Taylor v. Jewish Hosp. & St. Mary’s Healthcare, Inc. (Summary)
Taylor v. Jewish Hosp. & St. Mary’s Healthcare, Inc., Civil Action No. 3:13-CV-00361-CRS (W.D. Ky. June 11, 2014)
A federal district court in Kentucky reached different conclusions with respect to the liability of two hospitals for the acts of their emergency physicians. The court ruled that one hospital could be liable for the acts of an emergency physician because he had an agency relationship with the hospital. However, the court found that an emergency physician at the second hospital was not its agent, so the second hospital could not be liable for his actions. The court also ruled that neither hospital violated the Emergency Medical Treatment and Active Labor Act (“EMTALA”).

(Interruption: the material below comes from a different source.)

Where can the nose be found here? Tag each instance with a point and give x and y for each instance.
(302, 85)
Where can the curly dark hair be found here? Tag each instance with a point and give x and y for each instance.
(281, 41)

A patient presented to the emergency department of the first hospital with severe abdominal pain and was diagnosed with pneumonia. After being tested and prescribed an antibiotic, the patient was discharged. He returned a few days later, complaining of shortness of breath and a sharp pain in his chest. He received an x-ray and a new prescription, and was once again sent home. When the patient still didn’t feel better, he went to a second hospital complaining of the same symptoms. After ordering a chest x-ray, a second-year resident diagnosed the patient with atypical pneumonia, prescribed another antibiotic, and sent him home. A few days later, the patient was found collapsed on the floor, and he was rushed to the hospital, where he was pronounced dead. An autopsy showed that he died of a pulmonary thromboembolism.
The patient’s mother alleged, in separate claims, that both hospitals were negligent in providing her son medical care. The first hospital sought summary judgment on this claim, arguing that the independently contracted physicians were not employees, and therefore not agents. The court found that a genuine issue of fact existed regarding whether the hospital exercised a high level of control over the physicians in a way that might implicate them as agents. Among other things, the court found that the first hospital’s ability to prohibit an emergency physician from providing services, and its incentive compensation plan with the group that employed the emergency physician, suggested a high level of control. This led to the court’s denial of the hospital’s request for summary judgment so that further determination could be made by a jury.
The court did grant summary judgment to the second hospital on the same claim, however, holding that the patient’s signed consent form stating his awareness that the physicians are not hospital employees is sufficient to show that the resident was not an agent of the hospital.
The plaintiff alleged that both hospitals violated EMTALA by failing to provide sufficient testing or care to the patient. However, the court granted summary judgments to dismiss both claims, ruling that, while additional testing may have been advisable, the health care facilities could not be deemed to have had actual knowledge of the emergency medical condition other than pneumonia. Because there was no actual knowledge of the emergency medical condition, the necessary elements for an EMTALA claim could not be established.